Step 3: Compute \(u_1, ..., u_k\in\mathbb{R}^n\) the \(k\) orthogonal principal eigenvectors of \(\Sigma\), i.e. the orthogonal eigenvectors of the \(k\) largest eigenvalues.
Step 4: Project the data on \(\textrm{span}_\mathbb{R}(u_1,...,u_k)\).
This procedure maximizes the variance among all \(k\)-dimensional spaces.
Independent component analysis
It is a technique meant to find the underlying generating sources.
- Assumptions: We assume that our data \(x\) has been generated by the \(n\)-dimensional source vector \(s=(s_1,...,s_n)\), where \(s_i\) are independent random variables, via a mixing and non-singular matrix \(A\) as follows:
\[ \boxed{x=As} \]
The goal is to find the unmixing matrix \(W=A^{-1}\).

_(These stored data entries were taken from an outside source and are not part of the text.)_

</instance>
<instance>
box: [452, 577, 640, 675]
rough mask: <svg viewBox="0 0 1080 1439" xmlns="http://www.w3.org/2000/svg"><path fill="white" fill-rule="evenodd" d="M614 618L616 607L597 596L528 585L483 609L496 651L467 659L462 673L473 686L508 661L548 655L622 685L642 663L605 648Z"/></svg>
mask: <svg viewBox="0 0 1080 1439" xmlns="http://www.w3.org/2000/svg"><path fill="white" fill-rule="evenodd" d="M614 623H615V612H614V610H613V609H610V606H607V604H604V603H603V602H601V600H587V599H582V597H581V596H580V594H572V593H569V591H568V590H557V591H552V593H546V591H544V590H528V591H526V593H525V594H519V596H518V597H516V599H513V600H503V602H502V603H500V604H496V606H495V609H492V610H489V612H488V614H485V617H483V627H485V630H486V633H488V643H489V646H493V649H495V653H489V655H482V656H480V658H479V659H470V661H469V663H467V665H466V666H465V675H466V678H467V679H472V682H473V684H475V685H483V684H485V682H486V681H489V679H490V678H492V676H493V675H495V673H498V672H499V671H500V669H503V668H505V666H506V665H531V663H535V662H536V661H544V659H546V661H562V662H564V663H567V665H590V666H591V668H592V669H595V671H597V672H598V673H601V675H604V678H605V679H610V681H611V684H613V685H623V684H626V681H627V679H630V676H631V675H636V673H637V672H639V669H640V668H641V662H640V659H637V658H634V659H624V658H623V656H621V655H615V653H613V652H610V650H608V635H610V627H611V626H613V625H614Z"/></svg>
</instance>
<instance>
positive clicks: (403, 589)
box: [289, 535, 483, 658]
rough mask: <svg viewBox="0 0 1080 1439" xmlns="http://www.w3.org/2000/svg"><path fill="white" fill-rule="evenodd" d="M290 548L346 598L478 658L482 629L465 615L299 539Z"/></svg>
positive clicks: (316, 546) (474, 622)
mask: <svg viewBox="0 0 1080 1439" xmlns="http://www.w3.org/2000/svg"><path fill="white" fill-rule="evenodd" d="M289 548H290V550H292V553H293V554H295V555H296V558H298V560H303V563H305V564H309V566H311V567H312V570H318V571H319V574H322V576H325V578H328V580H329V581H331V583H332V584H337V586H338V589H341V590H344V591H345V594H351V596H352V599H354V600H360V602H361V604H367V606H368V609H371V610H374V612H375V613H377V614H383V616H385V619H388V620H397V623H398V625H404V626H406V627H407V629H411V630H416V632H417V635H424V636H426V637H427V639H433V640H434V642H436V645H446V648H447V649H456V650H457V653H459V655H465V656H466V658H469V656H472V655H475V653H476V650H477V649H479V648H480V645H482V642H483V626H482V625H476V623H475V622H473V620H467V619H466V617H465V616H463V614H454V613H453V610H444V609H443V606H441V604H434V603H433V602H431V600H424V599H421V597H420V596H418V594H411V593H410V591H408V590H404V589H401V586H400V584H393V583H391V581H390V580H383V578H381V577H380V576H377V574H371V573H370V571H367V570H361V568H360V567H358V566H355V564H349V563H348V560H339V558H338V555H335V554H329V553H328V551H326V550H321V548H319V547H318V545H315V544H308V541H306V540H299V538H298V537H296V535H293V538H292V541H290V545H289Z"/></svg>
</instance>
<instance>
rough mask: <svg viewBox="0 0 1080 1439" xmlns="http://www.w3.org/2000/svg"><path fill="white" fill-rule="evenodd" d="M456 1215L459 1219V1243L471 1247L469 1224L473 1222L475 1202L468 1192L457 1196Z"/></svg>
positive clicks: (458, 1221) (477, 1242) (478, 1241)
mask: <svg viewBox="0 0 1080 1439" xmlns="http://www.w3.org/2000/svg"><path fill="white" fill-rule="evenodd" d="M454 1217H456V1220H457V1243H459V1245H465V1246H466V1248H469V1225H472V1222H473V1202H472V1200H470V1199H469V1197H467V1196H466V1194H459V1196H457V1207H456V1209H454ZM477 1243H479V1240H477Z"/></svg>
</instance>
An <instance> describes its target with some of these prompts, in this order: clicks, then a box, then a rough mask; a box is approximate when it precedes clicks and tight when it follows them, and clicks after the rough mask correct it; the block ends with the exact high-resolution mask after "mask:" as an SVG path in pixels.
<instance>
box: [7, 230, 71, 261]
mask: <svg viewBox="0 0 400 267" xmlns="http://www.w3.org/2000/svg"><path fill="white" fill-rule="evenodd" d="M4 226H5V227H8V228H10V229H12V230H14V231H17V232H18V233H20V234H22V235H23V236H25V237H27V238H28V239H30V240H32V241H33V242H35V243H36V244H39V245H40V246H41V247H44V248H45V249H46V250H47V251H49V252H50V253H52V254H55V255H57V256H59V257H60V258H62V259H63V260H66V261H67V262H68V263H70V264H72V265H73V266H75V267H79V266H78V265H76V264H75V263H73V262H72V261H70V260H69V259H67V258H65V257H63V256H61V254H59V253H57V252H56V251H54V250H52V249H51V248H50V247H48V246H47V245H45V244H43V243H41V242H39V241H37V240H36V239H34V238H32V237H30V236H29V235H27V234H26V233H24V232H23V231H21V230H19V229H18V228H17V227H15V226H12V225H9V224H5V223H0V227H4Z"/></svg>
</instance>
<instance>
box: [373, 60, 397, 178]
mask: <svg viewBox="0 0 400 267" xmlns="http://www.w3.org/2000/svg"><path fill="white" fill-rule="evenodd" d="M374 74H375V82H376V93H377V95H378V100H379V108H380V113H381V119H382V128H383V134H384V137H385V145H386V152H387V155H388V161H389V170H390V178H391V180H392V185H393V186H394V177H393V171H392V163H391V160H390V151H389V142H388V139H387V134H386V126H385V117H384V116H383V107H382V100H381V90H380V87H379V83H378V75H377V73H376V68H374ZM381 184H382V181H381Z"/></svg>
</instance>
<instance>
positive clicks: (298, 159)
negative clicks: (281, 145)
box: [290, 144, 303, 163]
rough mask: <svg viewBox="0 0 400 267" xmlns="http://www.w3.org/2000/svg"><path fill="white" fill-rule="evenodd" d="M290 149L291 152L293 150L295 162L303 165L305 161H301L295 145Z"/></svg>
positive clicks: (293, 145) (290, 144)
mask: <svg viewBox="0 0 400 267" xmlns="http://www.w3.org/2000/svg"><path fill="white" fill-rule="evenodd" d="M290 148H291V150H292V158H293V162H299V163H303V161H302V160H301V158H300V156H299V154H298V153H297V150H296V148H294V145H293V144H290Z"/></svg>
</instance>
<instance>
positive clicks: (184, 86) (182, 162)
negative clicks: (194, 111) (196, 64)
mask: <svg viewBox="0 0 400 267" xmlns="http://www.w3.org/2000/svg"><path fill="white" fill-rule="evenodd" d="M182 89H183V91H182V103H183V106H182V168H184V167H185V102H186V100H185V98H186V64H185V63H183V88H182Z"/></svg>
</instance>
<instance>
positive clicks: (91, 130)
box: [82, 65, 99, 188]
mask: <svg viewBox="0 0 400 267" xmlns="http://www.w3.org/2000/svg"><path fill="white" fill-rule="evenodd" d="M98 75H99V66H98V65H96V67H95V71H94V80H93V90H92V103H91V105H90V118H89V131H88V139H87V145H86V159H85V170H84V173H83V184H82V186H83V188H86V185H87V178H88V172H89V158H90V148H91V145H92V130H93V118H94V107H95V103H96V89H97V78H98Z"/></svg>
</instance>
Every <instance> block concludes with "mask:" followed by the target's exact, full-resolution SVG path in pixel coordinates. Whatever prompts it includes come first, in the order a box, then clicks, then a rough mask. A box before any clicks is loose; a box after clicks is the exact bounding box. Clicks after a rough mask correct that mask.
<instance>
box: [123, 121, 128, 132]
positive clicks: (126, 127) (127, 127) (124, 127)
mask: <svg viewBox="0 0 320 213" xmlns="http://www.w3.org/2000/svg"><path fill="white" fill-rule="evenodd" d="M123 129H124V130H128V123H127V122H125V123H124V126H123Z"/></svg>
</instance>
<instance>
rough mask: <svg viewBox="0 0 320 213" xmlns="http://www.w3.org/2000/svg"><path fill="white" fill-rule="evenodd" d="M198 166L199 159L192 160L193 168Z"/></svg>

Bell and Sejnowski ICA algorithmThis algorithm finds the unmixing matrix \(W\) by following the steps below:
Write the probability of \(x=As=W^{-1}s\) as: \[ p(x)=\prod_{i=1}^np_s(w_i^Tx)\cdot|W| \]
Write the log likelihood given our training data \(\{x^{(i)}, i\in[\![1,m]\!]\}\) and by noting \(g\) the sigmoid function as: \[ l(W)=\sum_{i=1}^m\left(\sum_{j=1}^n\log\Big(g'(w_j^Tx^{(i)})\Big)+\log|W|\right) \]
Therefore, the stochastic gradient ascent learning rule is such that for each training example \(x^{(i)}\), we update \(W\) as follows: \[ \boxed{W\longleftarrow W+\alpha\left(\begin{pmatrix}1-2g(w_1^Tx^{(i)})\\1-2g(w_2^Tx^{(i)})\\\vdots\\1-2g(w_n^Tx^{(i)})\end{pmatrix}{x^{(i)}}^T+(W^T)^{-1}\right)} \]